Ölmeye başlarlarsa ne olacak?
Abone olTürkiye'deki açlık grevlerini ele alan bir makale yayımlayan Economist, 'Ölmeye başlarlarsa ne olacak?" sorusunun giderek daha ağır bir biçimde hissedildiğini yazdı.
Economist dergisi, Türkiye'de cezaevlerinde süren açlık
grevlerinin Türkiye ve Kürtler arasında yeni bir gerilime yol
açtığını yazdı.
Economist, "Ölmeye başlarlarsa ne olacak?" sorusunun giderek daha ağır bir hale gelmeye başladığını kaydediyor.
Dergi, insan hakları savunucularının grevcilerin 'kritik eşiğe' geldiğini söylediğini aktarıyor.
Sadece şekerli su ve vitamin alan grevcilerin, Adalet ve Kalkınma Partisi, anadilde savunma ve PKK lideri Abdullah Öcalan'ın hapishane koşullarının düzeltilmesi talepleri karşılanana dek greve devam etmeye ant içtiğini söyleyen dergi, Başbakan Recep Tayyip Erdoğan'ın idam cezasını geri getirme tehdidiyle yanıt verdiğini belirtiyor.

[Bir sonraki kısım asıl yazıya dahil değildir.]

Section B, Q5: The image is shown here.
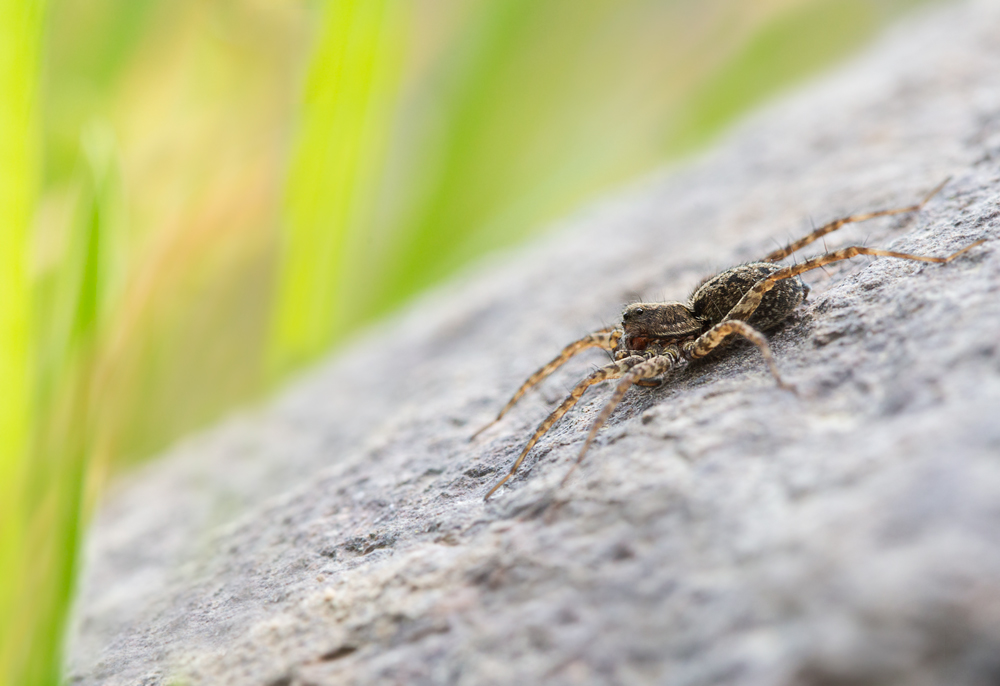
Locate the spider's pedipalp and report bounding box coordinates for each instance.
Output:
[761,176,951,262]
[483,355,646,500]
[469,326,622,441]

Economist şöyle devam ediyor;
'Erdoğan alay etti'
'Erdoğan 'bırakın, devam etsinler' diye homurdanarak,
grevcilerle alay etti. BDP'li beş milletvekili greve katılınca da,
umursamaz bir tavırla 'bazılarının gerçekten rejim yapmaya ihtiyacı
var' dedi. Ama hükümet yine de, yeni bir yasayla ana dilde savunma
hakkı talebi karşısında ödün verdi. Ankara'daki AB Büyükelçisi
Jean-Maurice Ripert, bunun 'siyasi diyalog için bir alan
yaratabileceğini' söyledi. Ama grevciler büyük ihtimalle Öcalan
avukatlarıyla görüştürülene kadar durmayacak. Öcalan'ın durumu
gizemini koruyor. 15 aydır avukatlarıyla görüştürülmedi. Hükümet,
İmralı'ya giden feribot bozuk olduğu için diyor. Kimse buna
inanmıyor. Eylül'de kardeşi Öcalan'ı ziyaret etti. Döndüğünde PKK
liderinin bakımsız olduğunu ve Erdoğan'ın gizli barış görüşmelerine
nokta koymasına yol açan PKK'nın son dönemdeki eylemlerini
eleştirdiğini söyledi.'
Öcalan mı istemiyor, hükümet mi?
Economist, Öcalan'ın kardeşinin, Öcalan mı avukatlarını istemiyor, yoksa hükümet mi engel oluyor? sorusunu yanıtlamadığını söylüyor. Dergiye göre, 'Öcalan görüşmek istemiyor' teorisini savunanlar, Öcalan'ın tecritten, ev hapsine alınana dek avukatlarıyla görüşmek istemediğini savunuyor. İkinci teoriyi savunanlarsa, hükümetin Öcalan ve örgüt arasındaki bağı kopartıp, örgüt içinde bir liderlik mücadelesini tetiklemeyi amaçladığını düşünüyor. Economist şöyle devam ediyor;
'Eğer öyleyse, bu strateji başarısız oldu. Öcalan'ın örgüt üzerindeki etkisi azalmış olabilir. Ama, milyonlarca Kürt kendisine saygı gösteriyor. Bıyıklı PKK liderinin dev posterleri, komşu Suriye'deki Kürt bölgelerinde görülüyor. Bu bölgelerde PKK bağlantılı PYD Beşar Esad birliklerinin çekilmesinden sonra denetimi ele aldı. Türkiye, PKK'nın bölgede artan nüfuzunun önüne geçmek için, uzun süredir Kuzey Suriye'de bir uçuşa yasak bölge oluşturulmasını istiyor. Orta Doğu'daki felaketlerden yorulan Amerikalılar 'hayır' diyor. Ama NATO'nun, Ankara'ya desteğini göstermek için, Türkiye'nin isteği üzerine Suriye sınırındaki Kilis'e Patriot füzeleri konuşlandırması bekleniyor.'
'Daha çok cenaze olabilir'
Cumhurbaşkanı Abdullah Gül'ün bu füzelerin Türkiye'yi olası bir kimyasal silah saldırısına karşı koruyacağını söylediğini aktaran dergi, Batılı diplomatların Türk basınında çıkan haberlerin tersine, Patriot füzelerinin bir uçuşa yasak bölge oluşturamayacağını söylediğini aktarıyor. Yazı şöyle sona eriyor;
'Diplomatlar, füzeler 'Türkler'e sevildiklerini hissettirmek' için diyor. Türk tankları PYD'nin denetimindeki bölgelere hâkim tepelerde konuşlanmış halde. Geçen ay, PKK sempatizanları bir cenazede havaya ateş açtı. Açlık grevlerindeki çıkmaz sürerse, daha çok cenaze olacaktır"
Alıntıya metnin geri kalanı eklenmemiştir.